Нет, Сергей Юрьевич и не думал ни о каком оправдании, он решил немедленно уехать, мысль безумная, потому что уехать зимой ночью не было никакой возможности, а теми праздники.
Вероятно, он ушел бы в город пешком, не столкнись на первом этаже с Иваном Павловичем Рясовым.
В новом мешковатом костюме, испускавшем благоухание жгучего тройного одеколона, Трудовоенчерпий стоял у окна и пребывал в
Наисквернейшем душевном состоянии.
Сегодня он поругался с женой, что случалось крайне редко и обычно перед праздниками, когда Иван Павлович наотрез отказывался идти в гости.
Лидия Викторовна – заведующая детским садом, любила заводить «солидные» знакомства, то есть имела убеждения резко противоположные убеждениям мужа.
В этот раз они должны были пойти к Зайцевым, но Иван Павлович, как и в день седьмого ноября, решительно взбунтовался; он терпеть не мог Зайцевых – директора рыбозавода Анатолия Петровича и его жену – домработницу Анну Сергеевну. Он говорил: «Директора приходят и уходят, как кета, а море остается, как совесть. Зайцев икру отмечет и гнить начнет» (в чем, кстати, оказался прав).
Долгие уговоры заканчивались классически – жена со слезами на глазах и обидой в душе сетовала на свою незадачливую судьбу, обзывала Трудовоенчерпия «придурковатым мичманюгой», и он, багровый от незаслуженного оскорбления, тяжело дыша и проклиная день женитьбы, облачался в свой праздничный костюм, обильно опрыскивался одеколоном и отправлялся ко мне на ночлег или в школьный подвал, в мастерскую, где уединялся до утра, ожесточенно орудуя плотницкими инструментами и собирая костюмом свежие стружки. Ссора с женой зажигала в нем желание поговорить, что он и делал, даже когда оставался в полном одиночестве.
Чего еще не любил Иван Павлович – так это обязательных дежурств на школьных вечерах, и старался под любым предлогом отказаться от них.
Но в этот вечер он, по просьбе Векового, долго стоял в зале, созерцал танцующих и следил за порядком, а теперь вышел покурить и отдышаться.
– Сергей Юрьевич, – бросился Рясов к Вековому, – я больше там не могу торчать. Скучно! Да и что может случиться с этими плясунами, ноги они, что ли, потеряют… Что с вами, Сергей Юрьевич? С чего ради у вас на подбородке кровь?!
Глаза у Векового отрешенно сверкали, и, действительно, на подбородке запеклась полоска крови.
– Э, да это я губу прикусил. Пустяки!
Вековой торопливо обтер подбородок ладонью, оглянулся по сторонам и спросил Рясова:
– У вас найдется выпить?
– Найдется! – мгновенно воскликнул Иван Павлович и осекся: по коридору шли старшеклассники.
– Есть, конечно есть, – зашептал он. – Идёмте. В такой день и чтобы не было! С чего ради!
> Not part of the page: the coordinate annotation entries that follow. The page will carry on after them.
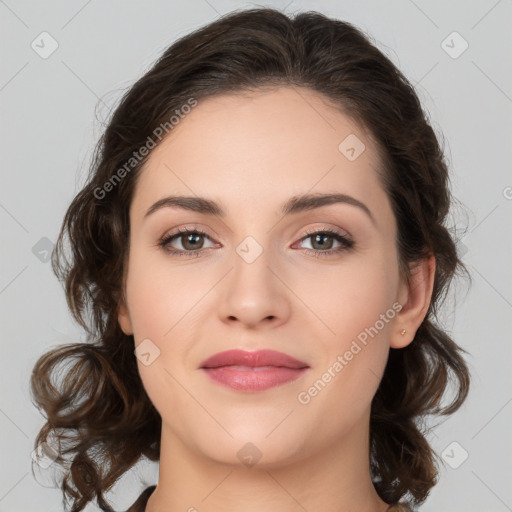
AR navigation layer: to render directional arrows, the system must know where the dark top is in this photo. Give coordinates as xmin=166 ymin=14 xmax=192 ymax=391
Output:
xmin=126 ymin=485 xmax=412 ymax=512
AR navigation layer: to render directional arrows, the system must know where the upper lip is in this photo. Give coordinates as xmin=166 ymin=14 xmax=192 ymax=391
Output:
xmin=200 ymin=349 xmax=308 ymax=368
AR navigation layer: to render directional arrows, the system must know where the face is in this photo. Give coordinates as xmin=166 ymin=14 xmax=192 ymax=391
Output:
xmin=119 ymin=87 xmax=410 ymax=465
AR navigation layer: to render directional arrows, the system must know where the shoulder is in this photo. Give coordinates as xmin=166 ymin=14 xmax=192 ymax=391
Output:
xmin=126 ymin=485 xmax=156 ymax=512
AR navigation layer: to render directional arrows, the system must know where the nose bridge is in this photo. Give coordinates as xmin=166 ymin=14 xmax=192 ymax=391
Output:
xmin=219 ymin=231 xmax=287 ymax=325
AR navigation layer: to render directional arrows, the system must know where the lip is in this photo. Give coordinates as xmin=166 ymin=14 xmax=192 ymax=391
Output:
xmin=200 ymin=350 xmax=309 ymax=391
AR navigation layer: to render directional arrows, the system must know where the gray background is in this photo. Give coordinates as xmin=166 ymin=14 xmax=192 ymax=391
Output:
xmin=0 ymin=0 xmax=512 ymax=512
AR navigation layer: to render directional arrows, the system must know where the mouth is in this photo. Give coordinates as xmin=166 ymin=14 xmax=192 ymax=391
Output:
xmin=200 ymin=350 xmax=309 ymax=392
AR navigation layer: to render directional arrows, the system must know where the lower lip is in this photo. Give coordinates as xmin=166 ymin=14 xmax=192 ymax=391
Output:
xmin=203 ymin=366 xmax=308 ymax=391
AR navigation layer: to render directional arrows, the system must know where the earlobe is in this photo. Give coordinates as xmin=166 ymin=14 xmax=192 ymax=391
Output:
xmin=390 ymin=255 xmax=436 ymax=348
xmin=117 ymin=300 xmax=133 ymax=335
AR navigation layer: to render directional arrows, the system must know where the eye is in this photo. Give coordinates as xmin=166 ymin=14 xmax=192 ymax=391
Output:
xmin=294 ymin=229 xmax=354 ymax=257
xmin=159 ymin=228 xmax=217 ymax=256
xmin=158 ymin=228 xmax=354 ymax=257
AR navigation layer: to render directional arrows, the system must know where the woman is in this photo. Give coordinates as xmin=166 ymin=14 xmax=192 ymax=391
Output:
xmin=32 ymin=9 xmax=469 ymax=512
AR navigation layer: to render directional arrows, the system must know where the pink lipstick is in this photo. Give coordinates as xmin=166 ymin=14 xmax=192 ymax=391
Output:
xmin=200 ymin=350 xmax=309 ymax=391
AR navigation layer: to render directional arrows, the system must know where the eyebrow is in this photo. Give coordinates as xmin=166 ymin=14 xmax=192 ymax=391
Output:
xmin=144 ymin=194 xmax=376 ymax=224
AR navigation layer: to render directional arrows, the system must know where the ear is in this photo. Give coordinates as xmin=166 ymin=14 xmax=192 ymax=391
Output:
xmin=117 ymin=294 xmax=133 ymax=335
xmin=390 ymin=255 xmax=436 ymax=348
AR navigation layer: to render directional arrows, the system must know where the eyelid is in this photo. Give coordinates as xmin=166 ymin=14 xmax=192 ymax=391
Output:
xmin=158 ymin=225 xmax=355 ymax=256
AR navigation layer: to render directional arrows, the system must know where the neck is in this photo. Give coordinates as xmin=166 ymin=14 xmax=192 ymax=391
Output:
xmin=146 ymin=416 xmax=389 ymax=512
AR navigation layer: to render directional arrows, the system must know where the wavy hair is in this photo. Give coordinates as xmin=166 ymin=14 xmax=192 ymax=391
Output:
xmin=31 ymin=8 xmax=470 ymax=512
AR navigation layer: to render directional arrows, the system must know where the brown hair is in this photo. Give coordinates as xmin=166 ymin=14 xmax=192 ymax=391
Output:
xmin=31 ymin=8 xmax=469 ymax=512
И он повёл Векового в мастерскую.
Из ящика для инструментов человек-универсал извлек бутылку коньяка и торжественно водрузил на верстак.
– Вот чем располагаем! Специально для праздника припас, еще не прикасался.
– У вас одна? – спросил Вековой.
– Что – одна?
– Ну, бутылка?
– А-а! С чего ради одна? – возмутился Рясов. – Есть и другая, но не темненькая, а беленькая, на крайний случай. Я хотел с коньяком двинуть к Аркадию Александровичу, да ладно уж, он болеет, а мы с вами, Сергей Юрьевич, отметим. Вы что, еще ни-ни? С чего ради? Новый год! Хоть я и не люблю этих танцев и не понимаю их разумности, но пусть люди веселятся. Вы не поверите, я никогда в жизни не танцевал. С чего ради? Лучше спортом заниматься, чем голову на пустяки растрачивать. Ну да это у них по молодости, куда от ее изгибов, денешься? Хуже, когда отвыкнуть от этих танцев не могут, всю жизнь танцуют. У меня сын тоже не любит танцы посещать, может поэтому семью не завел, а ему за тридцать перевалило, он у меня спокойный – исполнитель. Деньги копит, уезжать хочет. В мать весь, зараза… Ну, давайте, Сергей Юрьевич! У меня тут вот и кулечек припасен. С чего ради без закуски пить? Ну, за старый год!
Они выпили, потом еще, по настоянию Сергея Юрьевича, на которого с нескрываемым недоумением поглядывал Трудовоенчерпий: очень уж странными ему казались выражение лица и поведение молодого учителя.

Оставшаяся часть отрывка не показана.